Edit

Share via


char, wchar_t, char8_t, char16_t, char32_t

The types char, wchar_t, char8_t, char16_t, and char32_t are built-in types that represent alphanumeric characters, nonalphanumeric glyphs, and nonprinting characters.

Syntax

char     ch1{ 'a' };  // or { u8'a' }
wchar_t  ch2{ L'a' };
char16_t ch3{ u'a' };
char32_t ch4{ U'a' };

Remarks

The char type was the original character type in C and C++. The char type stores characters from the ASCII character set or any of the ISO-8859 character sets, and individual bytes of multi-byte characters such as Shift-JIS or the UTF-8 encoding of the Unicode character set. In the Microsoft compiler, char is an 8-bit type. It's a distinct type from both signed char and unsigned char. By default, variables of type char get promoted to int as if from type signed char unless the /J compiler option is used. Under /J, they're treated as type unsigned char and get promoted to int without sign extension.

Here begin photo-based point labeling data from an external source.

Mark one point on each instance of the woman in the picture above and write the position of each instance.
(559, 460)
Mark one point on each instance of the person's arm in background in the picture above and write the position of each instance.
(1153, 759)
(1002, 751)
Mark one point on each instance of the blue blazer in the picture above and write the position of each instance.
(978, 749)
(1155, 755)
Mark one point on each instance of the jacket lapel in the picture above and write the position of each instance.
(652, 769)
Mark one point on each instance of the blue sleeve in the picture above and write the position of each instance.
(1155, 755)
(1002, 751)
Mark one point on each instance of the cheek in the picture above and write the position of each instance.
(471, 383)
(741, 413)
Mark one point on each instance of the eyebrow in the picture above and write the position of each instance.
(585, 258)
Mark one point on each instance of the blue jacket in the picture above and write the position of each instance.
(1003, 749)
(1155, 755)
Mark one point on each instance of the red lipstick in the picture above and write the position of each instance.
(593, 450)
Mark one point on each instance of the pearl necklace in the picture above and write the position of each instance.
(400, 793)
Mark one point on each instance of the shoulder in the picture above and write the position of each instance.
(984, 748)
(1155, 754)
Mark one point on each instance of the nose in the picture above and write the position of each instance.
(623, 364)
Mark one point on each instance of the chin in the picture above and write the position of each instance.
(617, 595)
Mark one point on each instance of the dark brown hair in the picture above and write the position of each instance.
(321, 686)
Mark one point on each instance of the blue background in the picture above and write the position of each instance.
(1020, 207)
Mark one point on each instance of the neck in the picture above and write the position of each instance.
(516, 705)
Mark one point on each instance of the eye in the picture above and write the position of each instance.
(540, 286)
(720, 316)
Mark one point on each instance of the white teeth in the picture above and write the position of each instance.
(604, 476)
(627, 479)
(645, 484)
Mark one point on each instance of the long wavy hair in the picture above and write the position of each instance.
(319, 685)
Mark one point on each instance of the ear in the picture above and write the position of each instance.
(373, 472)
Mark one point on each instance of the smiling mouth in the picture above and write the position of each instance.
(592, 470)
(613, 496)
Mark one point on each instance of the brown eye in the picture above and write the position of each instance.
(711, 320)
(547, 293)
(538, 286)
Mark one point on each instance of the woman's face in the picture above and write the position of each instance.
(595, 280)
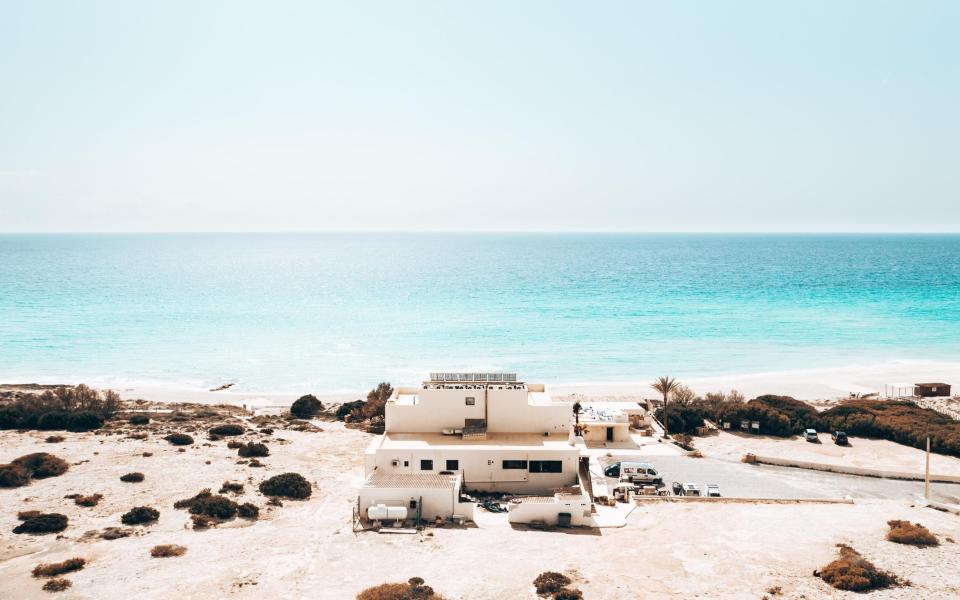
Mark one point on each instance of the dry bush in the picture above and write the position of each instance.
(854, 573)
(549, 582)
(252, 449)
(179, 439)
(914, 534)
(115, 533)
(166, 550)
(414, 589)
(287, 485)
(205, 503)
(91, 500)
(140, 515)
(54, 569)
(231, 487)
(57, 585)
(43, 523)
(13, 476)
(306, 406)
(227, 429)
(42, 465)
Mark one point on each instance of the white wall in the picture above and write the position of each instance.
(482, 466)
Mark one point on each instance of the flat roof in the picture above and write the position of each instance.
(408, 480)
(422, 441)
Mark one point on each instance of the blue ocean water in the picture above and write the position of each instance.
(330, 312)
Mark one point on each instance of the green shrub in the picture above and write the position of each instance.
(53, 569)
(179, 439)
(287, 485)
(549, 582)
(43, 523)
(253, 449)
(306, 406)
(140, 515)
(42, 465)
(227, 429)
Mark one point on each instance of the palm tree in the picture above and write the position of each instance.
(665, 385)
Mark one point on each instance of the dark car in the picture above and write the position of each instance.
(839, 438)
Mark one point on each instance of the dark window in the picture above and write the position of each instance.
(514, 464)
(546, 466)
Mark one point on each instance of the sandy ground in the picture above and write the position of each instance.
(881, 455)
(306, 549)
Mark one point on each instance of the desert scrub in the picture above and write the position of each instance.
(167, 550)
(287, 485)
(179, 439)
(227, 429)
(53, 569)
(252, 449)
(140, 515)
(549, 582)
(56, 585)
(414, 589)
(205, 503)
(914, 534)
(854, 573)
(306, 406)
(42, 465)
(40, 523)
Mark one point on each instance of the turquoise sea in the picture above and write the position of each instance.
(332, 312)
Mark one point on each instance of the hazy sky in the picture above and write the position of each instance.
(641, 116)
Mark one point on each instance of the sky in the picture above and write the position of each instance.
(503, 116)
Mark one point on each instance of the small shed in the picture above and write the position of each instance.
(433, 495)
(927, 390)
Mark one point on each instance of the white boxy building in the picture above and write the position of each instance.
(470, 432)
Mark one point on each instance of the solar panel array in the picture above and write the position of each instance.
(474, 377)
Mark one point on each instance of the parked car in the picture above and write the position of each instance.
(634, 472)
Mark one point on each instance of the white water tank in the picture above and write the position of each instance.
(382, 512)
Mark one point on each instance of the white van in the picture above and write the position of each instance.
(634, 472)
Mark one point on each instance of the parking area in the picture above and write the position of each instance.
(763, 481)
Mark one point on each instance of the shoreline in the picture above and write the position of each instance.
(822, 384)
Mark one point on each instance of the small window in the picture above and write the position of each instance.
(546, 466)
(514, 464)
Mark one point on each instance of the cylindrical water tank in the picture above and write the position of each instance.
(382, 512)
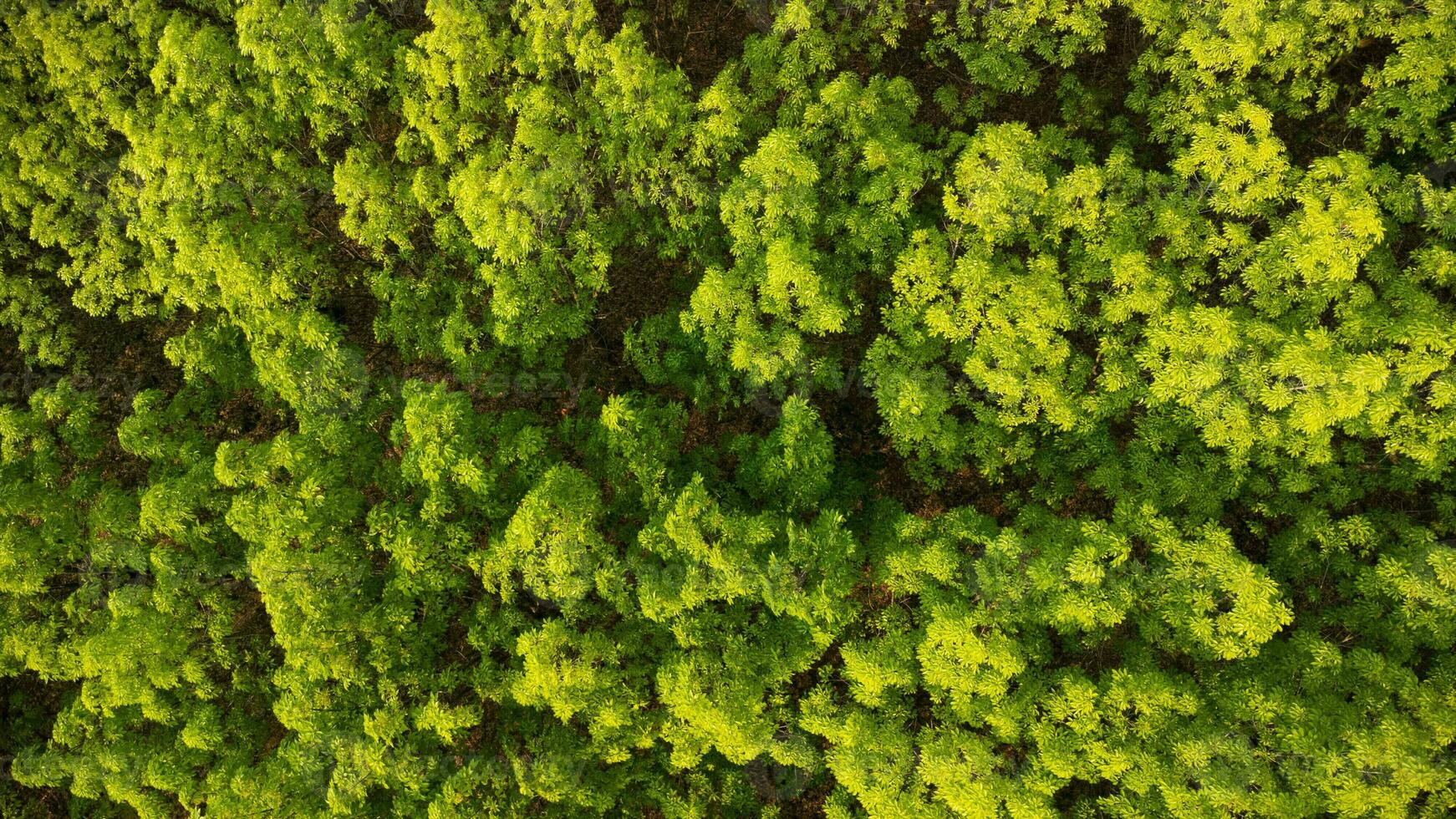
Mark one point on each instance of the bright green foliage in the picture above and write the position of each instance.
(645, 408)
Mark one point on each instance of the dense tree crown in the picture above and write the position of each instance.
(731, 408)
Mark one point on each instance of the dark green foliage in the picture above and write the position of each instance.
(757, 408)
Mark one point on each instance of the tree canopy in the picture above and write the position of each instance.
(743, 408)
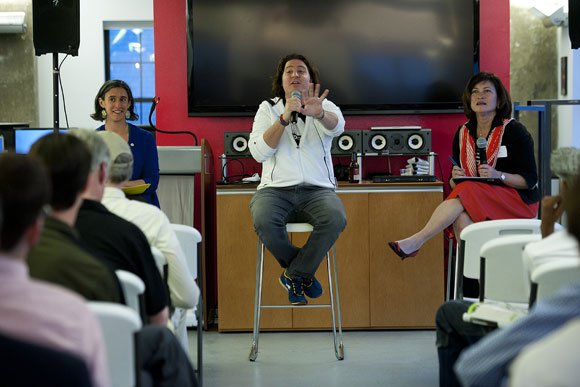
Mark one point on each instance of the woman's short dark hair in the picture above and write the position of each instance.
(277, 89)
(111, 84)
(504, 101)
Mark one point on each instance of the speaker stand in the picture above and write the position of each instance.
(55, 76)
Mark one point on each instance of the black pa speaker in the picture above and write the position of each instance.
(236, 144)
(349, 142)
(56, 26)
(396, 141)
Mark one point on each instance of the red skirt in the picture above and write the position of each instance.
(484, 201)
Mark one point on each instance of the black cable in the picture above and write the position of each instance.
(155, 102)
(62, 89)
(225, 179)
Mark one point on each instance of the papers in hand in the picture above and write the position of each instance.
(136, 190)
(489, 180)
(494, 313)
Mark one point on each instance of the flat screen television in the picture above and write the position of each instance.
(375, 56)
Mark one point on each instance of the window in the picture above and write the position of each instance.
(130, 56)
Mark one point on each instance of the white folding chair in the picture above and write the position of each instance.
(549, 277)
(503, 276)
(475, 235)
(119, 324)
(504, 282)
(133, 289)
(160, 261)
(190, 242)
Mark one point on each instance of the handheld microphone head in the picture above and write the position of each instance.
(294, 116)
(481, 144)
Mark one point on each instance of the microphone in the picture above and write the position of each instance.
(481, 143)
(294, 116)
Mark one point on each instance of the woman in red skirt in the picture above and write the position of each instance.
(509, 151)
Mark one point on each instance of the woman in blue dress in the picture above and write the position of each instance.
(114, 105)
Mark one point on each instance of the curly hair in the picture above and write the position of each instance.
(111, 84)
(504, 101)
(277, 89)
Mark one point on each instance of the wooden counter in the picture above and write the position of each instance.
(377, 289)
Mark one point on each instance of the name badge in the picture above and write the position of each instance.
(502, 152)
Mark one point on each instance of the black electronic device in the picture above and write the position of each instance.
(7, 132)
(375, 57)
(404, 179)
(404, 142)
(56, 26)
(349, 142)
(236, 144)
(25, 137)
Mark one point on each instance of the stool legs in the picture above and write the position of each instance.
(338, 345)
(333, 291)
(257, 301)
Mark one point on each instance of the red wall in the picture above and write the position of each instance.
(171, 85)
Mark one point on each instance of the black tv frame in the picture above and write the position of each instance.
(347, 109)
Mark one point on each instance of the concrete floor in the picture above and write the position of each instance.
(372, 358)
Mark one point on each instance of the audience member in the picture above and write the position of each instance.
(19, 357)
(32, 310)
(161, 359)
(183, 290)
(59, 257)
(487, 362)
(454, 334)
(119, 243)
(551, 361)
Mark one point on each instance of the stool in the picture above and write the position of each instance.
(338, 346)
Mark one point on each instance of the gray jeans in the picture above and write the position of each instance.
(272, 208)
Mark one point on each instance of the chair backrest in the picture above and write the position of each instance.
(133, 288)
(160, 261)
(476, 234)
(551, 276)
(119, 324)
(189, 238)
(503, 276)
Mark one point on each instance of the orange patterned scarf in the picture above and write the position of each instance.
(467, 148)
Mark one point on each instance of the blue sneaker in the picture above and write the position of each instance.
(312, 287)
(294, 288)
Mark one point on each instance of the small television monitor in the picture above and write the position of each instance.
(7, 132)
(25, 137)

The type unsigned char is often used to represent a byte, which isn't a built-in type in C++.

The wchar_t type is an implementation-defined wide character type. In the Microsoft compiler, it represents a 16-bit wide character used to store Unicode encoded as UTF-16LE, the native character type on Windows operating systems. The wide character versions of the Universal C Runtime (UCRT) library functions use wchar_t and its pointer and array types as parameters and return values, as do the wide character versions of the native Windows API.

The char8_t, char16_t, and char32_t types represent 8-bit, 16-bit, and 32-bit wide characters, respectively. (char8_t is new in C++20 and requires the /std:c++20 or /std:c++latest compiler option.) Unicode encoded as UTF-8 can be stored in the char8_t type. Strings of char8_t and char type are referred to as narrow strings, even when used to encode Unicode or multi-byte characters. Unicode encoded as UTF-16 can be stored in the char16_t type, and Unicode encoded as UTF-32 can be stored in the char32_t type. Strings of these types and wchar_t are all referred to as wide strings, though the term often refers specifically to strings of wchar_t type.

In the C++ standard library, the basic_string type is specialized for both narrow and wide strings. Use std::string when the characters are of type char, std::u8string when the characters are of type char8_t, std::u16string when the characters are of type char16_t, std::u32string when the characters are of type char32_t, and std::wstring when the characters are of type wchar_t.

Other types that represent text, including std::stringstream and std::cout have specializations for narrow and wide strings.